The lunar landscapes are painstakingly, lovingly recreated, especially the site of Apollo 15's landing, Hadley Rille. There's some spectacular scenery there--the Apennine mountain range, the plain at Hadley, and the long, sinuous trench of the Rille itself. It's a good choice for special treatment, and 15's commander, Dave Scott, served as technical consultant on the movie.

It seems most people don't remember 15, only Armstrong and Aldrin's 11. Part of the mission of the movie is to tell the story of those other lunar landings, the ones that didn't get so much coverage, and yet were even more spectacular. Those guys on the last three flights--15, 16, and 17--lived on the moon for three days at a time.

I've spent many hours watching the TV downlink from Apollo 15 trying my damndest to imagine myself there, to see the Earth hanging over the dead, blasted landscape, to feel myself at a sixth of my normal weight. As best as I can tell, director Mark Cowen got it right. And just to prove it, he dares to show clips from the astronauts' actual footage along with the recreations. It looks seamless.

Except on one point, the only mar on an otherwise flawless production. There's sound in space in this movie. Why is it that filmmakers can't resist embellishing scenes of spaceships and astronauts with engine rumblings and, as in the scene this shot is taken from, footsteps.



When the boots of the guy playing Scott come at you the dust flies in your face. A cool effect in 3D, except that it's accompanied by the sound of pebbles raining down on you. When I heard that I was immediately yanked back down to Earth to a sound stage and some foley artist spilling sand on a microphone.

2001: A Space Odyssey proved back in 1968 that the best way to take viewers out of this world is to tell it like it is--without sound in space. (I still think that's the best science fiction film ever made, but that's another story.)

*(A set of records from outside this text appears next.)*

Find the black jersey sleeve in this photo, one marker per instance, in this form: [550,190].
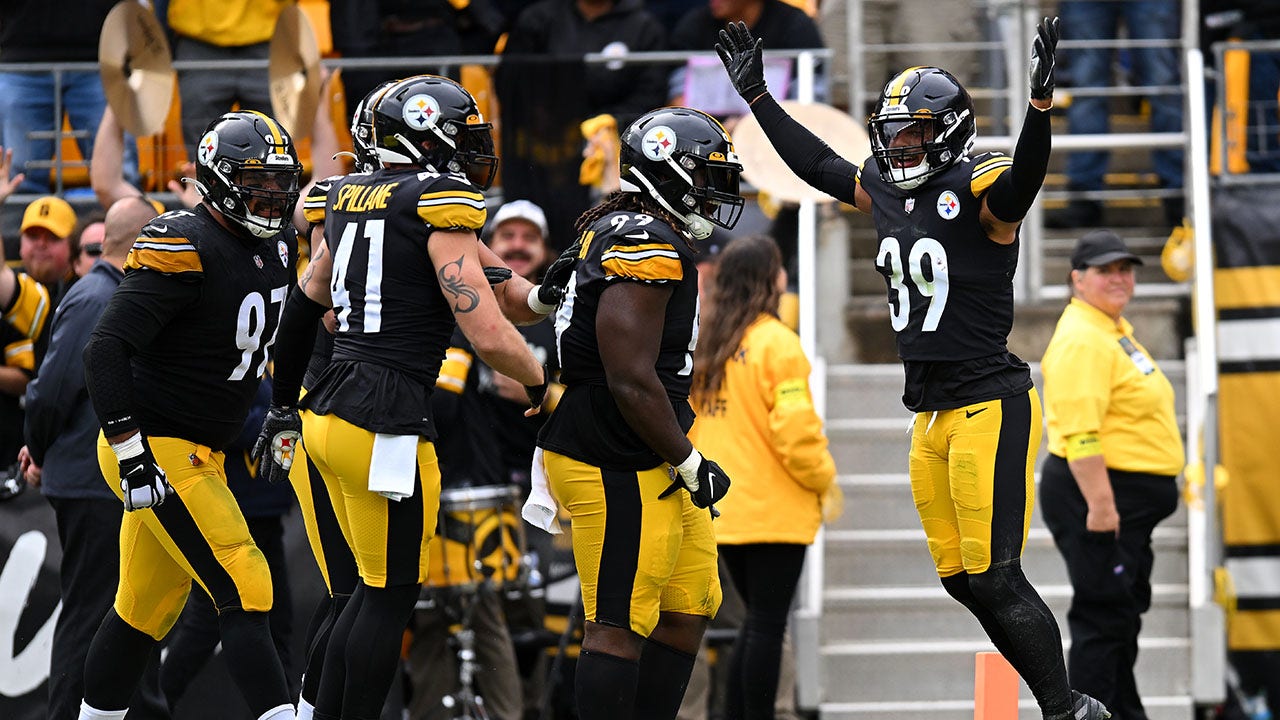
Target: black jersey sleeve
[1013,192]
[808,156]
[138,310]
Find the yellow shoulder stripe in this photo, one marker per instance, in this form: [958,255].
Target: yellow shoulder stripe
[167,255]
[653,261]
[452,209]
[987,172]
[453,370]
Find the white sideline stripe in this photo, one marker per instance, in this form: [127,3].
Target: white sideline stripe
[1255,577]
[1248,340]
[923,593]
[951,705]
[947,647]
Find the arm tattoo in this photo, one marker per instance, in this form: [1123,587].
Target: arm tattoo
[465,299]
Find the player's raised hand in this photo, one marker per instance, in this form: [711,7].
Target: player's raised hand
[1043,49]
[744,60]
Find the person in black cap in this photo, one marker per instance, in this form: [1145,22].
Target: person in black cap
[1110,475]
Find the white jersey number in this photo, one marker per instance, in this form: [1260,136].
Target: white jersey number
[924,251]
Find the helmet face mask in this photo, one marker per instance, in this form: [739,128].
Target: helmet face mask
[923,126]
[433,123]
[248,169]
[362,130]
[684,160]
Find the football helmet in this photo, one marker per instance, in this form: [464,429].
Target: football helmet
[362,130]
[434,123]
[247,168]
[923,126]
[684,160]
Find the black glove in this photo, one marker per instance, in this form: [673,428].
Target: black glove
[1042,59]
[496,274]
[282,432]
[557,276]
[704,481]
[141,478]
[744,60]
[538,393]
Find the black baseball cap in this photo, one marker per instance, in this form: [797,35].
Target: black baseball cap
[1100,247]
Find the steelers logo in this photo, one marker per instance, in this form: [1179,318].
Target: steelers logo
[208,149]
[659,142]
[420,112]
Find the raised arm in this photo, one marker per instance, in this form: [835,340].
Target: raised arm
[456,258]
[808,156]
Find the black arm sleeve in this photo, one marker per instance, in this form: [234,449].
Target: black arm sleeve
[137,313]
[808,156]
[293,343]
[1014,191]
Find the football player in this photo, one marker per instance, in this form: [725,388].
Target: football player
[402,265]
[172,369]
[949,224]
[615,450]
[321,504]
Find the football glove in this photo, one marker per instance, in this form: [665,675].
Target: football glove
[282,432]
[744,60]
[547,296]
[538,393]
[497,274]
[1042,59]
[142,479]
[705,482]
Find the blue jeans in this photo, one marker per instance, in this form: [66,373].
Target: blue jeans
[30,108]
[1100,19]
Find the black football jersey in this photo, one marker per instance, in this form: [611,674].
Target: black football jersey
[197,376]
[950,287]
[621,247]
[393,320]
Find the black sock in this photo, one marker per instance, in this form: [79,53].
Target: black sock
[662,680]
[606,686]
[252,661]
[1034,642]
[318,639]
[373,648]
[114,665]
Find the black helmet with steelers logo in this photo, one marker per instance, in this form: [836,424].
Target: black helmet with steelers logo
[247,168]
[684,159]
[433,123]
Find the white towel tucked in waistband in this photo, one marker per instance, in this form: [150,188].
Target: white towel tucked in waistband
[394,465]
[540,510]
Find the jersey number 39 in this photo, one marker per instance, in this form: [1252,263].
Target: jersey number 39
[933,288]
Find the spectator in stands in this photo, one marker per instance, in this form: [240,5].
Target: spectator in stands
[196,636]
[547,91]
[754,409]
[60,459]
[1091,69]
[928,24]
[234,30]
[88,240]
[106,171]
[1114,456]
[781,24]
[408,28]
[51,31]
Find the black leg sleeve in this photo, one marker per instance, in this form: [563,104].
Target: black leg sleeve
[662,680]
[606,686]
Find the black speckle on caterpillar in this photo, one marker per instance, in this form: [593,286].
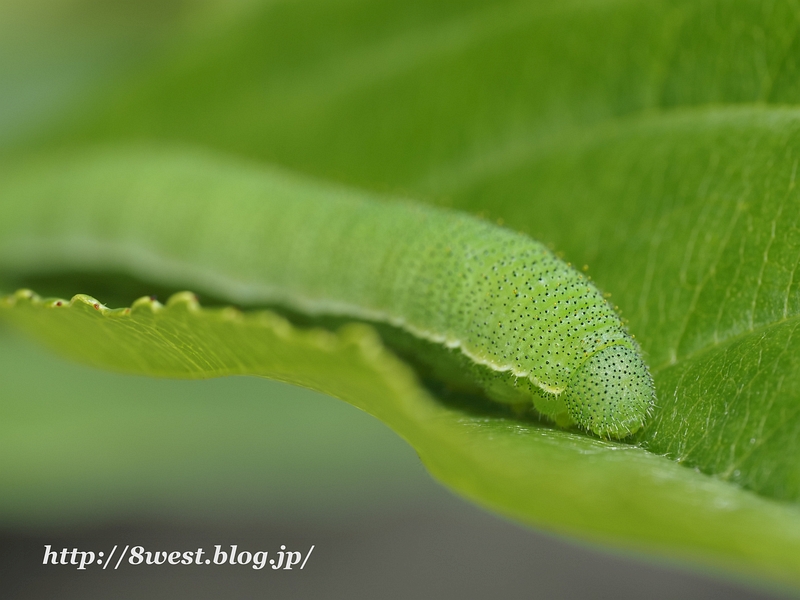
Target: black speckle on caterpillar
[528,327]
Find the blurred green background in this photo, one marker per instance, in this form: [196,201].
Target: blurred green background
[92,459]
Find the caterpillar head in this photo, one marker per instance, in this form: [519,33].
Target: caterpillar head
[612,393]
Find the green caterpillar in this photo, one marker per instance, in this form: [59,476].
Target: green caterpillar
[515,320]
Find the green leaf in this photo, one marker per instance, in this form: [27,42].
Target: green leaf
[563,481]
[655,142]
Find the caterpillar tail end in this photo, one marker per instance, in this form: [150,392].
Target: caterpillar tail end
[612,394]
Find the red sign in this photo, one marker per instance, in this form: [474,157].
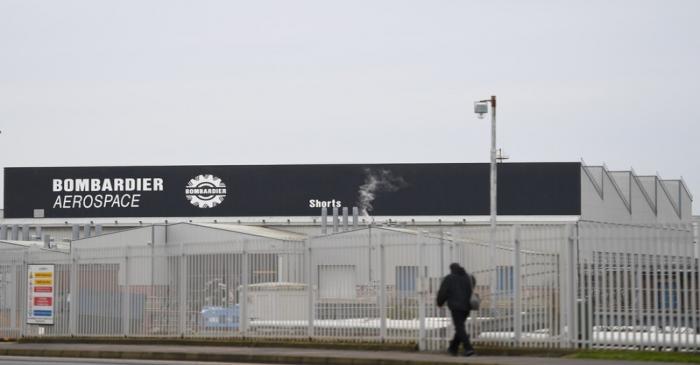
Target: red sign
[43,301]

Go see Magnificent Desolation. Hell, go see it a couple or three times; I probably will. Just, if you're a purist like me, try to overlook the misguided sound design and focus instead on the gorgeous scenery.

3 comments:

Michael Belfiore said...

True, but the shots I'm talking about are from an omniscient, exterior POV, not from the POV of someone actually present (and wearing a sound-conducting spacesuit). For instance, when the LM is landing, the outside shot has engine noise and thruster banging, which would only be heard inside the craft. I think there's even an orbital shot with a "whizzing noise" as the craft hurtles around the moon, but I'd have to see it again to make sure.

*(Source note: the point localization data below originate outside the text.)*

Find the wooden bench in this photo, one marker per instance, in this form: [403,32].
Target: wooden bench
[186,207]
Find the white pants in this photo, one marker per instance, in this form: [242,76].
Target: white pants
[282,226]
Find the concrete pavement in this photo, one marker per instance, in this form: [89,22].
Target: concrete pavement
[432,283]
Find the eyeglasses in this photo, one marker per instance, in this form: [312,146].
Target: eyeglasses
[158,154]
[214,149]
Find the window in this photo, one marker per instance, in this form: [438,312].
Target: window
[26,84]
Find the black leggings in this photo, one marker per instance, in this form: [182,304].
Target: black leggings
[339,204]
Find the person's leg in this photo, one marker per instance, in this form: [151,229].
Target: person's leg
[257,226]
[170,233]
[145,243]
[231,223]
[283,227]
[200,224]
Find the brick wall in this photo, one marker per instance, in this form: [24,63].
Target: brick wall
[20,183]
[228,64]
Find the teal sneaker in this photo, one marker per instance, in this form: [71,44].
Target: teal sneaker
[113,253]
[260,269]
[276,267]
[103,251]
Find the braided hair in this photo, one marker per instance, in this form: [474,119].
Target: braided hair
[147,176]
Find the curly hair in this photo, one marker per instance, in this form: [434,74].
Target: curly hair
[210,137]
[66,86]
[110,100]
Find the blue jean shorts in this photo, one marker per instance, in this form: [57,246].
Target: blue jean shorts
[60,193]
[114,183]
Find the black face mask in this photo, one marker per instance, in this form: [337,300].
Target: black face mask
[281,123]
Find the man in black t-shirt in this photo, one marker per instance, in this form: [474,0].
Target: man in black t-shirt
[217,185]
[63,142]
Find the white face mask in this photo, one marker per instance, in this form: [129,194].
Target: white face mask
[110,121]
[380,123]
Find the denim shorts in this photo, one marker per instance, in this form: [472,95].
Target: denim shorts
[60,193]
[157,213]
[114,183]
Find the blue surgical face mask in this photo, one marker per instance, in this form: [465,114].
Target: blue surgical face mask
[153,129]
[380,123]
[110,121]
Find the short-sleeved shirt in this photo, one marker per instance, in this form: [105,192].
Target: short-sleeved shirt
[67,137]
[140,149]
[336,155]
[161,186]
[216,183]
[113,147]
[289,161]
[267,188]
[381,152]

Okay, so maybe it's a minor point, but I'm spoiled by 2001, where you only hear noises when you're in an interior POV. Like when Bowman gets blown into an open airlock from the outside, and you only hear sounds when the outer door closes. Or when a moon bus speeds over the lunar surface in utter silence until the scene cuts to the interior, when you hear equipment noise and people talking.

Anonymous said...

Hi Michael B,

I'm with you. 2001 got it right. If the POV is not inside a pressure vessel such as one of the character's spacesuits, then the scene should be as quiet as - well - vacuum. And even from inside a suit, you should only hear fans and breathing and stuff faintly conducted through whatever the suit is touching. It's a minor point, I suppose - but if you're shooting for realism, why go out of your way to create something that's not really there?

Ahhh, I think I'm going to have to go and watch 2001 again. Look what you've gone and done :)

Brian Dunbar said...

It's a minor point, I suppose - but if you're shooting for realism, why go out of your way to create something that's not really there?

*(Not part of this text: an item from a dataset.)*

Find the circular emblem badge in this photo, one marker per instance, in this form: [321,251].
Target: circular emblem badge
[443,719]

Because - for most people - realism is that you can hear pebbles kicked from a boot or that the LEM should make some kind of noise. Absent those touchstones and it might feel stiff and wrong.

This film isn't - I think - aimed at space geeks but a general audiance. This might be as nitpicky (and fruitless) as my yammering on about implausible effects in war movies or a period movie showing a Staunton set decades before that pattern was designed and so on.

Most people just don't care about the nit picks. Of course, I learned a long time ago that my wife was one of the those people so I've learned to hold my tongue for the sake of enjoying a movie with her.